La 35ª Fiesta Nacional del Chamamé concluyó este domingo en el anfiteatro Mario del Tránsito Cocomarola con un balance que superó todas las expectativas previas. La organización confirmó que se superó una cifra récord de más de 70.000 entradas vendidas para las diez jornadas. Como ocurrió en la mayoría de las noches, la última también vio sus localidades agotadas ante una concurrencia masiva que desbordó el predio.
Bajo el lema: Chamamé, refugio de nuestra identidad, la celebración se ratificó como el evento cultural más importante de la región. El éxito de esta edición se atribuye a una programación que equilibró figuras consagradas con nuevos talentos, atrayendo a un público diverso. La masiva afluencia de turistas nacionales e internacionales marcó un hito en la gestión cultural de la provincia, consolidando al festival como una referencia mundial.

La presidenta del Instituto de Cultura, Lourdes Sánchez destacó el impacto institucional y popular que tuvo el festival bajo su reciente gestión. «Esta es una fiesta histórica en muchos sentidos, tanto por la calidad artística como por la respuesta de la gente», expresó la funcionaria durante el balance de cierre. Sánchez subrayó que el acompañamiento del público fue fundamental para sostener el brillo de cada una de las lunas en el escenario mayor.

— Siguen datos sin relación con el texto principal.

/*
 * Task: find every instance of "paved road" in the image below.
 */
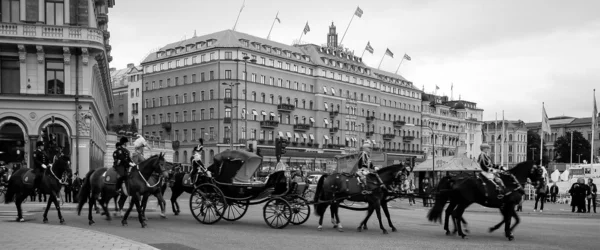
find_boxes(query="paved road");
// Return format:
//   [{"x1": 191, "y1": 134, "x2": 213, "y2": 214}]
[{"x1": 1, "y1": 190, "x2": 600, "y2": 250}]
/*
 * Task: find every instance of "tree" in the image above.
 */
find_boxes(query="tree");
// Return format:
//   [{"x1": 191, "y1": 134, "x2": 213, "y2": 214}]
[
  {"x1": 554, "y1": 131, "x2": 592, "y2": 163},
  {"x1": 129, "y1": 117, "x2": 137, "y2": 134},
  {"x1": 527, "y1": 130, "x2": 548, "y2": 166}
]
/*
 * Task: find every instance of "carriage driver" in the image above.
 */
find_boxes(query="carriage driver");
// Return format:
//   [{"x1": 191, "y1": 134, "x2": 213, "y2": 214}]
[
  {"x1": 33, "y1": 141, "x2": 52, "y2": 190},
  {"x1": 113, "y1": 136, "x2": 135, "y2": 196},
  {"x1": 477, "y1": 143, "x2": 505, "y2": 192}
]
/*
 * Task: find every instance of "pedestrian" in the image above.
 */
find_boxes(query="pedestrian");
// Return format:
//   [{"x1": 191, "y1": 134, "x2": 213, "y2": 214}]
[
  {"x1": 421, "y1": 179, "x2": 430, "y2": 207},
  {"x1": 587, "y1": 178, "x2": 598, "y2": 213},
  {"x1": 533, "y1": 183, "x2": 548, "y2": 213},
  {"x1": 550, "y1": 182, "x2": 558, "y2": 203}
]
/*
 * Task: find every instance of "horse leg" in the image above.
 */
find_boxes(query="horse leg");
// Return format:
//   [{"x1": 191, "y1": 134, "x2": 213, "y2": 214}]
[
  {"x1": 444, "y1": 201, "x2": 458, "y2": 235},
  {"x1": 381, "y1": 198, "x2": 398, "y2": 232},
  {"x1": 356, "y1": 206, "x2": 374, "y2": 232},
  {"x1": 44, "y1": 191, "x2": 52, "y2": 223},
  {"x1": 374, "y1": 200, "x2": 388, "y2": 234}
]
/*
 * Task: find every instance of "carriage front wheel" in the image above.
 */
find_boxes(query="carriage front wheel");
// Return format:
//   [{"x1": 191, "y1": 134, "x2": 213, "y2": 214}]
[
  {"x1": 190, "y1": 183, "x2": 227, "y2": 224},
  {"x1": 223, "y1": 200, "x2": 250, "y2": 221},
  {"x1": 263, "y1": 198, "x2": 292, "y2": 229},
  {"x1": 289, "y1": 197, "x2": 310, "y2": 225}
]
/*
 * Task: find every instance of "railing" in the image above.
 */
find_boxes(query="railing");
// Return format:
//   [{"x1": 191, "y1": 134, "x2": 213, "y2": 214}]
[
  {"x1": 294, "y1": 124, "x2": 310, "y2": 131},
  {"x1": 394, "y1": 121, "x2": 406, "y2": 127},
  {"x1": 383, "y1": 134, "x2": 396, "y2": 140},
  {"x1": 0, "y1": 23, "x2": 104, "y2": 44},
  {"x1": 260, "y1": 121, "x2": 279, "y2": 128},
  {"x1": 277, "y1": 103, "x2": 296, "y2": 112}
]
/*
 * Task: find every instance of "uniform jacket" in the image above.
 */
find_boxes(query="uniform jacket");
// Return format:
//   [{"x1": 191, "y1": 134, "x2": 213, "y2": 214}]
[{"x1": 33, "y1": 149, "x2": 50, "y2": 169}]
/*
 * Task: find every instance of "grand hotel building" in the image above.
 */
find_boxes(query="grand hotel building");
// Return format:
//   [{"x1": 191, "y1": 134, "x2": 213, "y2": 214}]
[{"x1": 142, "y1": 24, "x2": 422, "y2": 169}]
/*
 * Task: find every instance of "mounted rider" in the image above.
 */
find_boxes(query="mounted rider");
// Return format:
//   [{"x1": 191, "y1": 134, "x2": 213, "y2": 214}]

La última jornada contó con actuaciones estelares que sellaron el éxito de la convocatoria, destacándose la participación de Los Alonsitos junto al Chaqueño Palavecino. La efervescencia en las gradas y el constante sapucay marcaron el pulso de una noche donde no quedó un solo espacio vacío en el anfiteatro. Esta respuesta valida la apuesta por una grilla artística potente que supo conectar con el sentimiento y la tradición del pueblo correntino.
«Estamos sumamente felices y ya pensando en lo que será el año que viene», manifestó Sánchez al concluir la transmisión oficial del evento. El balance arroja no solo cifras de concurrencia inusuales, sino también un movimiento económico vital para los sectores gastronómicos y hoteleros de la ciudad. Con el apagado de las luces del Cocomarola, se cierra una página dorada que eleva la vara para las futuras ediciones de la «Fiesta Grande».
Esta edición quedará en la memoria por haber recuperado niveles de asistencia que no se registraban en la última década en la Capital correntina. La integración de servicios y la fluidez en los ingresos fueron claves para gestionar una multitud que, noche tras noche, colmó las instalaciones. El chamamé demostró una vez más su vigencia como el latido inconfundible de una provincia que, tras este récord, ya sueña con su próximo encuentro.